To dogs by culture so refined,

The wised man is well inclined;

And e'en your favour he may earn,

Who from his tutor thus can learn.

Faust

By Johann Wolfgang von Goethe

(Translated by Lord Francis Leveson Gower)

 

We start with depicting an integrative portrait of an intelligent animal with describing basic forms of learning. As we saw in Part I, our knowledge about animal intelligence has not ascended gradually to the discovery of top cognitive skills from investigation of simple forms of learning. At the beginning of 20-th Century two scientific schools that approached learning basing on insight (gestaltism) and on conditioning (behaviourism) had started almost simultaneously with their efforts to describe learning processes quantitatively and objectively. Recently new experimental means have been found for studying animal cognition. For example, intermediary languages elaborated for carrying on a dialog with several species including apes, dolphins and parrots, allowing asking animals directly what they think about this world in general and their trainers in particular. At the same time, both classical and operant conditioning are assumed as basic for many modern methods for studying animal ability for abstraction, categorisation and extraction rules. Discrimination learning based on principles of stimulus discrimination and stimulus generalisation is actively used by neurophysiologists as an effective tool for studying neurological mechanisms of memory.

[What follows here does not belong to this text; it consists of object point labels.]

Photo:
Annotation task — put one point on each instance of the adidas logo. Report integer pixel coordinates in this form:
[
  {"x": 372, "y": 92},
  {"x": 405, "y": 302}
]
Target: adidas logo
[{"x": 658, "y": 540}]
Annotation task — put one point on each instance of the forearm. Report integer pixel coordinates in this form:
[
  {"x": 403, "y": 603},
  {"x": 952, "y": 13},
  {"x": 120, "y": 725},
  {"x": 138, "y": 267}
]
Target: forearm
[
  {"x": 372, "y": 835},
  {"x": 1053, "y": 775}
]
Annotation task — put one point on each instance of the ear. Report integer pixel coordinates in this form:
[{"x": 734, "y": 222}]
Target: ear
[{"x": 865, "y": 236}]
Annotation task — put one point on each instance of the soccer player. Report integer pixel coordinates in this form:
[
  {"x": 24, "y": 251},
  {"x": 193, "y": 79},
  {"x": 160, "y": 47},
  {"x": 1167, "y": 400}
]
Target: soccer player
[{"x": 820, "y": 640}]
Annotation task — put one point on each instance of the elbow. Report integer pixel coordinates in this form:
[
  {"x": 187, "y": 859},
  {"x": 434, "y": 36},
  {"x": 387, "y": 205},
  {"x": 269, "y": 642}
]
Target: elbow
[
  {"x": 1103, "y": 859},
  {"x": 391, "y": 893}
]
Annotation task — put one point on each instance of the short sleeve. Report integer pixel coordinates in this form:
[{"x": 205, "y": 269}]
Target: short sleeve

As we know now, individual adaptive behaviour involves different kinds of learning together with innate behavioural patterns. For our relative comfort, we will consider a labelling system generally acceptable to ethologists and keeping with Thorpe’s (1963) classification of learning classes (see also: Wallace, 1979):

(1) Habituation

(2) Associative learning

(a) Classical conditioning (also called Type I, or the conditioned reflex)

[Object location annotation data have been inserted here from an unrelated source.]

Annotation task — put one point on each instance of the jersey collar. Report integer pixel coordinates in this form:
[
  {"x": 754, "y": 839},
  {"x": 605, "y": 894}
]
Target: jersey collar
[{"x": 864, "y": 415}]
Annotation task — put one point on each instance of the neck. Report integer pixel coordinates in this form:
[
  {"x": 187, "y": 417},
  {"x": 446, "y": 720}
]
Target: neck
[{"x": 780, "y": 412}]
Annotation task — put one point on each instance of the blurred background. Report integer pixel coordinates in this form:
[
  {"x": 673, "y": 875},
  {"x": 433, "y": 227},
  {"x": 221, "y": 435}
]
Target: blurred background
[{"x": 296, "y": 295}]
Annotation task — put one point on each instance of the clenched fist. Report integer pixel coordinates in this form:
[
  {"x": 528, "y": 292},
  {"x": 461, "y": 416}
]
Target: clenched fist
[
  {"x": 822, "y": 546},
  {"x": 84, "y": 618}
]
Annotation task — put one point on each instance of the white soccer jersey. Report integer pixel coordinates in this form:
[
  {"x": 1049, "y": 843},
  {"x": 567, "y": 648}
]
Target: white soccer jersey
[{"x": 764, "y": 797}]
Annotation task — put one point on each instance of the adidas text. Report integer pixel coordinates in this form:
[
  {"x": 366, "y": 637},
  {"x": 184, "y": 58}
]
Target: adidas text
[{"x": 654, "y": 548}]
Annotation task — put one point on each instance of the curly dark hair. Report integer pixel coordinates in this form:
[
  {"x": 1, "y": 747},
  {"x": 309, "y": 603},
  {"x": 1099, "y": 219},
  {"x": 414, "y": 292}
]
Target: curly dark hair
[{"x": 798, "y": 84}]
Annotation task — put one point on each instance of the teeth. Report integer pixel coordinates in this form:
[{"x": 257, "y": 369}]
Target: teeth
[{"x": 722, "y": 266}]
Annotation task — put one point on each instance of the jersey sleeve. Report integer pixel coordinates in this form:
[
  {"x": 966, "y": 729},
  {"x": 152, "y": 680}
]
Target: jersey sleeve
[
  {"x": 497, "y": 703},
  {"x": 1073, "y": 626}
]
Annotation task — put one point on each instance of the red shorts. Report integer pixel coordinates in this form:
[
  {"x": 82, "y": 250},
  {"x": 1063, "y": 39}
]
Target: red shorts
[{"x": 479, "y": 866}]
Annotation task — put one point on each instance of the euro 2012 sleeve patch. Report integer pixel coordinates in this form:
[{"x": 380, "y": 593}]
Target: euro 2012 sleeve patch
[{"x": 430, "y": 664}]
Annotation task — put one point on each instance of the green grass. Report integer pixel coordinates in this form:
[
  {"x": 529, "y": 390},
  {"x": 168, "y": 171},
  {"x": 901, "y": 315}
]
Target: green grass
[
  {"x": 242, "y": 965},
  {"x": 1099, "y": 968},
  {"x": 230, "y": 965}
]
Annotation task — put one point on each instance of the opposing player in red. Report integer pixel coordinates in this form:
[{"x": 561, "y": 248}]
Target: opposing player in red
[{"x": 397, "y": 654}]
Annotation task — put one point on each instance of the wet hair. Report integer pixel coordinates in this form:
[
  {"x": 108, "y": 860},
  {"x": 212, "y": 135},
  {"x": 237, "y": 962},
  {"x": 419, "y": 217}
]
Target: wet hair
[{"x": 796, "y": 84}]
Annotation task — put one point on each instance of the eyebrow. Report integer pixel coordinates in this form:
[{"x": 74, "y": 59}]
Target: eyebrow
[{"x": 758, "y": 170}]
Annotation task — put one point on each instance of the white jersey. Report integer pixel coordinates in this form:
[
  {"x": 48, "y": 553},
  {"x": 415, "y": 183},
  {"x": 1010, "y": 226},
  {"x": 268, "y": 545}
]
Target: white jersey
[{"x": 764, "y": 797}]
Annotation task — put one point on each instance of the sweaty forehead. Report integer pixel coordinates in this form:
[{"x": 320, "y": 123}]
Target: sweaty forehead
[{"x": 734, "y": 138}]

(b) Operant conditioning (also called Type II, or instrumental conditioning)

(c) Trial and error

(d) Gestalt perception

(e) Learning sets

(3) Latent learning

(4) Insight learning

(5) Imitation

(6) Play

(7) Imprinting

Roughly keeping this classification, we will not adhere closely to it because our knowledge about learning has been changed since the late seventieth; besides, perhaps each researcher has some special feelings concerning the order and subordination of different kinds of learning. In particular, the so-called “ guided learning ”, which is not included in this scheme, will be considered in Part VII. Social Learning nowadays is considered an integrative class of learning and that includes “imitation” as a subordinate form of learning. This theme will be considered in Part VIII.

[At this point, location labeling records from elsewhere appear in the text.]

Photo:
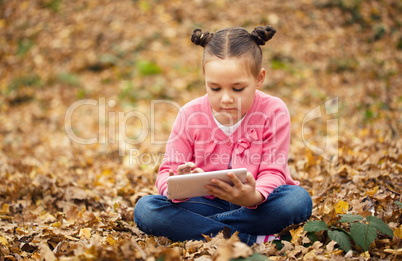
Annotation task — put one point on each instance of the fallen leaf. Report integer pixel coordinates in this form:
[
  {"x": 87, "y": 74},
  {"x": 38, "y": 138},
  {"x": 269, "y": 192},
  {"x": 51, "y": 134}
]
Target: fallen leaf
[
  {"x": 86, "y": 232},
  {"x": 341, "y": 207}
]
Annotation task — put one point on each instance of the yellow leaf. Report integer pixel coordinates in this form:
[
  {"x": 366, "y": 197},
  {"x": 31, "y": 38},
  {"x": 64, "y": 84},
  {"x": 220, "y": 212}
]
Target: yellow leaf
[
  {"x": 365, "y": 254},
  {"x": 398, "y": 232},
  {"x": 86, "y": 232},
  {"x": 3, "y": 240},
  {"x": 111, "y": 240},
  {"x": 5, "y": 209},
  {"x": 341, "y": 207},
  {"x": 296, "y": 233},
  {"x": 57, "y": 224},
  {"x": 372, "y": 191}
]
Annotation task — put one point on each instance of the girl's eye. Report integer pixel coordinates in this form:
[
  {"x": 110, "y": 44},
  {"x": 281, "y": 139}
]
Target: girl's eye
[
  {"x": 215, "y": 89},
  {"x": 239, "y": 89}
]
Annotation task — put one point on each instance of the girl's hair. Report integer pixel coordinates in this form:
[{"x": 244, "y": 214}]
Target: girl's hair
[{"x": 235, "y": 42}]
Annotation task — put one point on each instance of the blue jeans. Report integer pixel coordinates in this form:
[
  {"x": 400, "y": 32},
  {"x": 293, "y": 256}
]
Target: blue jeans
[{"x": 286, "y": 205}]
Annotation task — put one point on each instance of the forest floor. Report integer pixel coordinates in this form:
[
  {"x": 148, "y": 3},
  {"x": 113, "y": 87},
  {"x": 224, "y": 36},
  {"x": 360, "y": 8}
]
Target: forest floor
[{"x": 89, "y": 91}]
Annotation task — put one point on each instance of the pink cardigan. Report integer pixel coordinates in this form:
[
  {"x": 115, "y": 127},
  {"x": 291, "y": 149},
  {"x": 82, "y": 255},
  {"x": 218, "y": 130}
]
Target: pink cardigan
[{"x": 260, "y": 144}]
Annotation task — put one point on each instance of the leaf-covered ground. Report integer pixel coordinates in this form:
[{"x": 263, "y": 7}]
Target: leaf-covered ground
[{"x": 62, "y": 199}]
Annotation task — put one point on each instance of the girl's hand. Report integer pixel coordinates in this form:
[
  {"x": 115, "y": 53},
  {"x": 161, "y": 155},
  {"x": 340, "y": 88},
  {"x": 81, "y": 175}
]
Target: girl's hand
[
  {"x": 239, "y": 194},
  {"x": 186, "y": 168}
]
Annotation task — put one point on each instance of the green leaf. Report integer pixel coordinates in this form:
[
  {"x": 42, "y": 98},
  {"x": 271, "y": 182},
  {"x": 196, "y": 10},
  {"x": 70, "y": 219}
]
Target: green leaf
[
  {"x": 350, "y": 218},
  {"x": 380, "y": 225},
  {"x": 363, "y": 234},
  {"x": 341, "y": 238},
  {"x": 315, "y": 226}
]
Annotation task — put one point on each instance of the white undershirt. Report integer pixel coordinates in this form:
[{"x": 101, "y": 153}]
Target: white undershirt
[{"x": 228, "y": 130}]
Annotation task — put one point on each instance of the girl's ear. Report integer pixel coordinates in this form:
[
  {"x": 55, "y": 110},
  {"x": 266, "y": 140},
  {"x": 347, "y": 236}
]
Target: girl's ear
[{"x": 261, "y": 78}]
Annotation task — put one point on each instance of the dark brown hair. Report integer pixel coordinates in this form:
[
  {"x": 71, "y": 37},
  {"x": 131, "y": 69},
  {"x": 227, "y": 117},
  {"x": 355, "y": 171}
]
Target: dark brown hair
[{"x": 235, "y": 42}]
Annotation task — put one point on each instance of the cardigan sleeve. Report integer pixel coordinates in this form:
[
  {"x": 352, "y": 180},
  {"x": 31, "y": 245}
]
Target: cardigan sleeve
[
  {"x": 179, "y": 149},
  {"x": 273, "y": 170}
]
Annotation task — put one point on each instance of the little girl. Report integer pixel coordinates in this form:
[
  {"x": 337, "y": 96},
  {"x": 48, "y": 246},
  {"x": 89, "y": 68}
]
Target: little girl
[{"x": 233, "y": 126}]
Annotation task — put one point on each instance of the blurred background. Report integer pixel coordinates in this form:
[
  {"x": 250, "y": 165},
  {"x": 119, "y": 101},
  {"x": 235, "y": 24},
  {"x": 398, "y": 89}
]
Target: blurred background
[{"x": 124, "y": 55}]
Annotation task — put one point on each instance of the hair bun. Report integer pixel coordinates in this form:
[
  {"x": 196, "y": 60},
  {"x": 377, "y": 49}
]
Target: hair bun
[
  {"x": 261, "y": 34},
  {"x": 201, "y": 38}
]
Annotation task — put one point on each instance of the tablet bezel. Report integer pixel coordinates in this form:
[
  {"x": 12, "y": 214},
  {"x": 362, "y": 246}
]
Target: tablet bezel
[{"x": 193, "y": 185}]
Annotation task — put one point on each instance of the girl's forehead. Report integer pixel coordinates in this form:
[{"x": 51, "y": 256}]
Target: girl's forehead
[{"x": 238, "y": 67}]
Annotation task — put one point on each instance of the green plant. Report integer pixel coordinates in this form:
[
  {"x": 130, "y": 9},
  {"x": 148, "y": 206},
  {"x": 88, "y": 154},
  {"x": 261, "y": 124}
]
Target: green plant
[{"x": 363, "y": 231}]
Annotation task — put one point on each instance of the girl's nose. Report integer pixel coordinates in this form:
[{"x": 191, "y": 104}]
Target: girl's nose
[{"x": 226, "y": 98}]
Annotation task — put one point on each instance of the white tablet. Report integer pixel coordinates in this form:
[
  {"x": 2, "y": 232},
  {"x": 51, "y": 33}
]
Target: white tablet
[{"x": 193, "y": 185}]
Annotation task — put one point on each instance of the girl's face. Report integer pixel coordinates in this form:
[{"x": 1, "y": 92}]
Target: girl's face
[{"x": 231, "y": 88}]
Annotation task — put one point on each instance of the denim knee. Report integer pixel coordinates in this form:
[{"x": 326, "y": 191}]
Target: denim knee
[
  {"x": 300, "y": 204},
  {"x": 144, "y": 211}
]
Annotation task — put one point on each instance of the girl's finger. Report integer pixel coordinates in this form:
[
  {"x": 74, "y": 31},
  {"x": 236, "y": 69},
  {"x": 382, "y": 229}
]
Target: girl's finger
[
  {"x": 250, "y": 179},
  {"x": 236, "y": 181},
  {"x": 197, "y": 170},
  {"x": 223, "y": 185}
]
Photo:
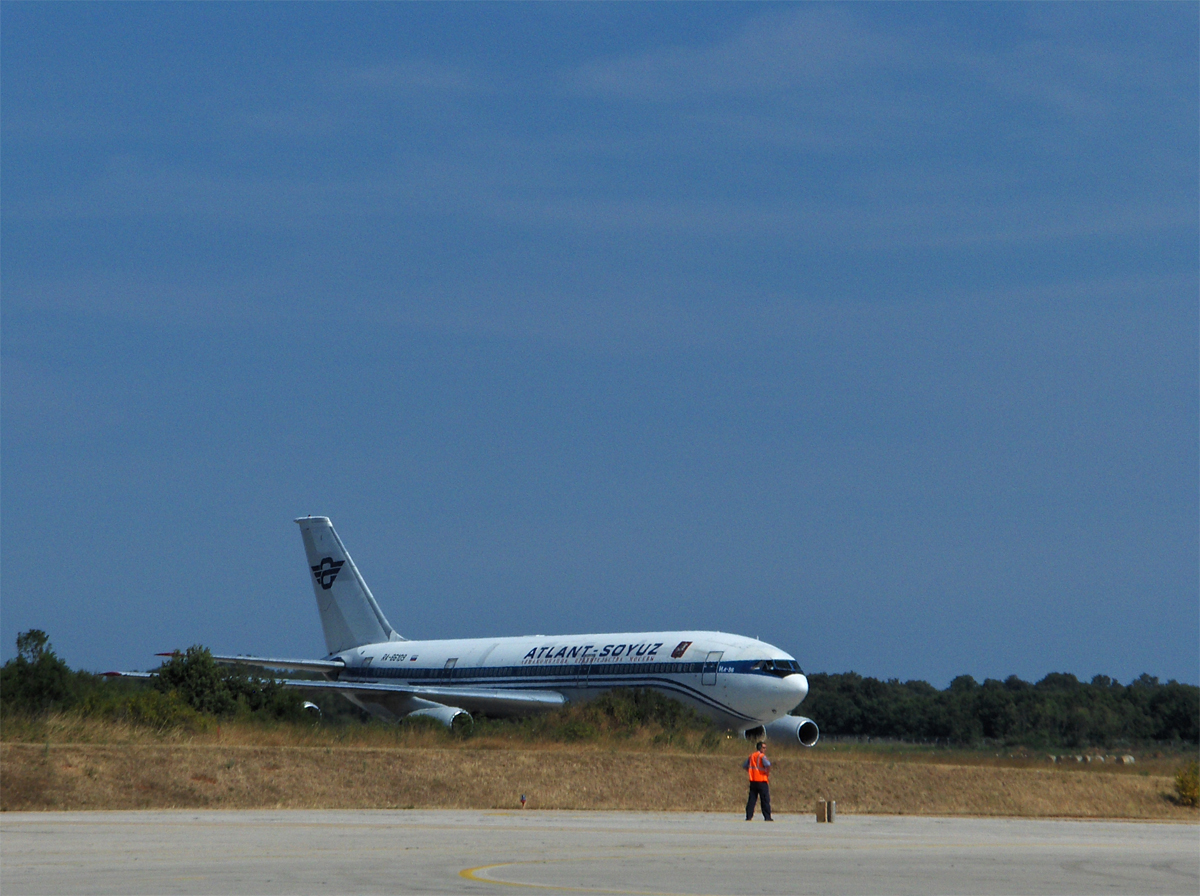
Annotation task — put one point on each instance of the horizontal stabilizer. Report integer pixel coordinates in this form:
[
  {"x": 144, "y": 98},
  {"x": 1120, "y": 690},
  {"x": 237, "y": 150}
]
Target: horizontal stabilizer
[{"x": 270, "y": 662}]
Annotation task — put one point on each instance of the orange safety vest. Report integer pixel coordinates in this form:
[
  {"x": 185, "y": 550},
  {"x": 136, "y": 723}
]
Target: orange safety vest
[{"x": 757, "y": 773}]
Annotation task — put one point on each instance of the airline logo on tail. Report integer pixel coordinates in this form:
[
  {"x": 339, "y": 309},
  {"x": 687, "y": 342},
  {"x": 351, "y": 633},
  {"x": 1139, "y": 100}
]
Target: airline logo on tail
[{"x": 327, "y": 571}]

Besides it seems more naturally in the modern context to consider “Trial and Error” as a subset of instrumental and operant condition, and “Gestalt perception” as a subset of “Insight”. Such forms of learning as “Insight”, “Latent learning” and “Learning sets” as well as “Concept formation”, which does not figure in Thorpe’s classification concerning Cognitive Learning and Intelligence, will only be nominated in this Part chapter and analysed in details in Parts V and VI. In this Part we will concentrate on Habituation and Associative Learning and sketch other classes of learning, which require more cognitive explanations and will be considered in the next parts.